Whilst this all sounds like a sensible developmental strategy, there is a sting in the tail, a price to pay. From our rodent models we find that a poor maternal diet just during those few days between conception and implantation - and with a normal diet thereafter - the offspring develop metabolic and cardiovascular disease markers (high blood pressure, excessive body fat, for example) and dysfunctional behaviour.
Why is this happening? This is likely caused by developing a metabolism designed for a frugal environment with emphasis on nutrient storage whenever possible as would have been 'predicted' by the embryo from its mother's poor nutrition around the time of conception. However, this would be an unsuitable physiological state if entering a postnatal world with nutrients aplenty, a maladaptation prone to increase disease risk, and an evolutionary trade-off for early protection provided during development.
Do these memories and legacy of embryo environment have any relevance to humans? We believe they do. Similar nutritional study designs in sheep also indicate adverse adult cardiovascular, metabolic and behavioural consequences may derive from the environment around the time of conception. And historically, people conceived near to the end of the five-month famine in Amsterdam in the second world war showed a comparable disease risk in later life.

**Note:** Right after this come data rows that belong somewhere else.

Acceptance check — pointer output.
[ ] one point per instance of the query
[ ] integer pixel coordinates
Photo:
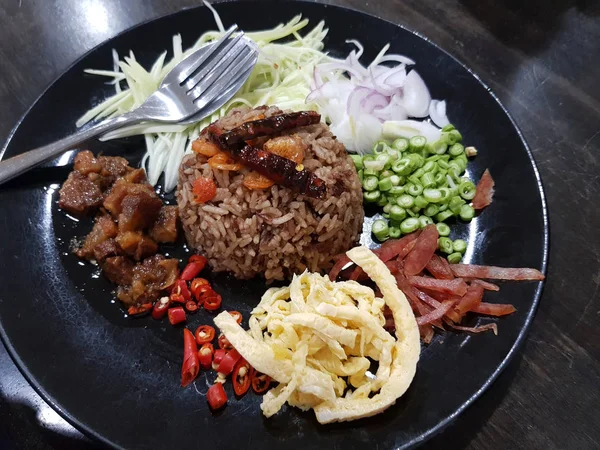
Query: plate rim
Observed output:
(444, 423)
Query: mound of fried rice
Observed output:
(273, 232)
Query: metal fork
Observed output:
(196, 87)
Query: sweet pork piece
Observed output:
(150, 279)
(79, 195)
(104, 228)
(165, 228)
(136, 244)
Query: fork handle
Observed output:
(22, 163)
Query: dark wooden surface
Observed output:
(542, 58)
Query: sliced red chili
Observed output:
(176, 315)
(218, 357)
(260, 382)
(204, 334)
(212, 302)
(160, 308)
(138, 310)
(216, 396)
(180, 287)
(224, 343)
(205, 355)
(198, 258)
(177, 298)
(237, 316)
(194, 267)
(241, 377)
(191, 364)
(229, 361)
(202, 292)
(191, 306)
(196, 284)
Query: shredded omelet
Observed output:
(319, 339)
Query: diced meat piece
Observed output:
(150, 278)
(107, 249)
(494, 309)
(165, 227)
(424, 249)
(114, 167)
(122, 188)
(118, 269)
(136, 176)
(139, 211)
(86, 162)
(484, 192)
(497, 273)
(104, 228)
(79, 195)
(457, 286)
(136, 244)
(439, 268)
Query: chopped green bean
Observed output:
(466, 212)
(467, 190)
(395, 232)
(424, 221)
(421, 202)
(403, 166)
(371, 196)
(431, 210)
(445, 245)
(405, 201)
(380, 229)
(443, 216)
(454, 258)
(443, 229)
(459, 245)
(385, 184)
(370, 183)
(380, 147)
(432, 195)
(396, 190)
(370, 172)
(397, 213)
(417, 143)
(414, 189)
(430, 167)
(428, 180)
(400, 144)
(409, 225)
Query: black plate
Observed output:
(118, 379)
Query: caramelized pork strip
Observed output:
(263, 127)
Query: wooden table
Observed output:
(543, 60)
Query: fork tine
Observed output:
(234, 46)
(205, 78)
(203, 95)
(195, 60)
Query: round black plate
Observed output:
(118, 379)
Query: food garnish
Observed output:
(315, 337)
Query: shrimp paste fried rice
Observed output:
(273, 232)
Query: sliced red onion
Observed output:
(416, 97)
(373, 101)
(397, 58)
(437, 112)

There is also some evidence from children conceived via IVF that the conditions and composition of the embryo culture medium can influence early postnatal growth rates and increase the risk of cardiometabolic dysfunction.

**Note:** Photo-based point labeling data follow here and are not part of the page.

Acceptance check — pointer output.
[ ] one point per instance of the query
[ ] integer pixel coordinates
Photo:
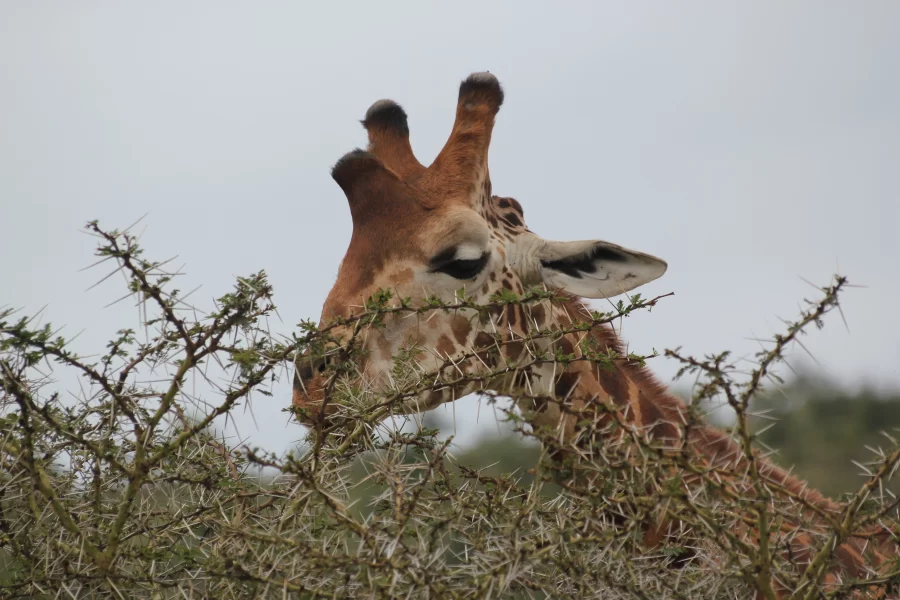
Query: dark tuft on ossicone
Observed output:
(352, 165)
(387, 114)
(484, 87)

All of these suggestions of early 'programming' of health also relate to wider epidemiological studies, particularly from Professor David Barker and colleagues, showing the major risk for acquiring metabolic and cardiovascular disease in later life is not so much your adult lifestyle but by your birth weight.
The early embryo development may 'interrogate' the maternal environment not just for nutritional factors but also for other criteria. Our mouse studies show that maternal sickness (equivalent to a relatively mild systemic bacterial infection) at the time of conception also changes how the embryo develops and alters adult phenotype.

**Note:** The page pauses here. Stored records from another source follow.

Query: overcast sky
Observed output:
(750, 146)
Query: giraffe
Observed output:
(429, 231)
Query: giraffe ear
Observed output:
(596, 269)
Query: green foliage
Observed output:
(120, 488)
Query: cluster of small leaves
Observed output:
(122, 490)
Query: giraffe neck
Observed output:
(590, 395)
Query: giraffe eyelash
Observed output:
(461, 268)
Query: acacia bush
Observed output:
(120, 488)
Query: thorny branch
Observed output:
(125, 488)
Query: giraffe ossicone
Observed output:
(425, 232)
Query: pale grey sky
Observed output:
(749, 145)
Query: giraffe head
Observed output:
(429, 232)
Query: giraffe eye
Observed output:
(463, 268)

Here, however, there is no enduring consequence for cardiovascular health; rather, the offspring's innate immune system becomes suppressed. This, we think, may be a mechanism to optimise the functioning of the immune system in a world 'predicted' by the embryo to be pathogen-rich and where protection against autoimmune disease is an advantage.
These early sensing mechanisms by the embryo before implantation occur before a woman would even know she is pregnant. Conditions during development can help determine your metabolism for life, a sobering message.